While bataireacht is a relatively safe activity when practised in gyms under the supervision of experts, in the 1700s and 1800s it was wild and deadly. Back then, this martial art was central to a lethal form of mayhem called faction fighting, said John W Hurley, author of the book Shillelagh: The Irish Fighting Stick.

These massive organised brawls between rival factions bound by blood, parish or geography could involve hundreds, even thousands of Irish men.
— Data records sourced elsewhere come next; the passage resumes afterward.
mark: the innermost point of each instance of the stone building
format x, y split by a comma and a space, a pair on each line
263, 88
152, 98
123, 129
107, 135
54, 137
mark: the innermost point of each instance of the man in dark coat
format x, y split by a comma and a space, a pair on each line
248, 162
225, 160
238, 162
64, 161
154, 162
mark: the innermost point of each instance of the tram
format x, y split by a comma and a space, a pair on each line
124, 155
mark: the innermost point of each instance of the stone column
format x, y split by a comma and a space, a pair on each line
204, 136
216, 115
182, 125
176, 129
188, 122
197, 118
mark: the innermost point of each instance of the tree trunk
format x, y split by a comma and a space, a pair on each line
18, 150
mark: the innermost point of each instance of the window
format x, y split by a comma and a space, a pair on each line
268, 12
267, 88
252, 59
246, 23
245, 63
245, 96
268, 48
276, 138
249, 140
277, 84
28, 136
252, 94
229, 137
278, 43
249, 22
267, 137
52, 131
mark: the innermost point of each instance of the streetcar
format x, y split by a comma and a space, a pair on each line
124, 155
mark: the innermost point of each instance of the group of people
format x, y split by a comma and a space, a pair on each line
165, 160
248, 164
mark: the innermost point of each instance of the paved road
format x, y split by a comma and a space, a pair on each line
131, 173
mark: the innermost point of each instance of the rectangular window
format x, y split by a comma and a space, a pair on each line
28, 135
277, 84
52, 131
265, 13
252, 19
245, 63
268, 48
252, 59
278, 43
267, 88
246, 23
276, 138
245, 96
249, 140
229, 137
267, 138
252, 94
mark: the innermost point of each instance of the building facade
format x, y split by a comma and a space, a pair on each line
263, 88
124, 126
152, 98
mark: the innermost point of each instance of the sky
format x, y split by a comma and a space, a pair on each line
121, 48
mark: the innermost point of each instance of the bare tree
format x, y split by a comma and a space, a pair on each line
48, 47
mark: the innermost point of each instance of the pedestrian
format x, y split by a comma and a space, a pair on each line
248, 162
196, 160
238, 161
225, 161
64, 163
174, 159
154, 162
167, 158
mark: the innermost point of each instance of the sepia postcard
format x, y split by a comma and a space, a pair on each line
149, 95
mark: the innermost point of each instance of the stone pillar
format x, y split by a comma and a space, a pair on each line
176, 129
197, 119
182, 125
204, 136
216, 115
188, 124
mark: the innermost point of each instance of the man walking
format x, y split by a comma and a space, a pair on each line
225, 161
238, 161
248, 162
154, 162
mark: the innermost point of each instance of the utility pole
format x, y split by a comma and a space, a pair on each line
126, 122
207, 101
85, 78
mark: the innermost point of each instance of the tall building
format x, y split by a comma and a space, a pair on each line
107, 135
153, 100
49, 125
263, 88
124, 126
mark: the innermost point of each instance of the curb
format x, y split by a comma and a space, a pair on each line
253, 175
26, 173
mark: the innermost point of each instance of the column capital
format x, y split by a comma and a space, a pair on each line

During these illegal melees, held at festivals and funerals, men hurled rocks, fired guns and swung shillelagh. “The spirit of ‘Shillelagh Law’ was to always be willing to go out and fight, and die if necessary, to maintain your personal or family or faction reputation,” Hurley said.

Ironically, this blood-soaked bedlam often was recreational, according to Carolyn Conley, professor emerita of history at the University of Alabama and an expert on Ireland’s crime in the 1800s, with arranged melees filling a void in entertainment options in rural Ireland. In fact, between 1866 and 1892, more than 40% of murders in Ireland were linked to recreational brawls. “My research indicates [arranged violence] was not only common but often viewed with approval by judges and landowners, some of whom participated,” she said.

One County Kerry brawl in 1834 saw 35 people killed. A plaque marks that site in the serene seaside town of Ballyheigue, which, thanks to its pristine, 2km-long beach, is now a popular stop on the Wild Atlantic Way, a 2,600km driving route along Ireland’s west coast.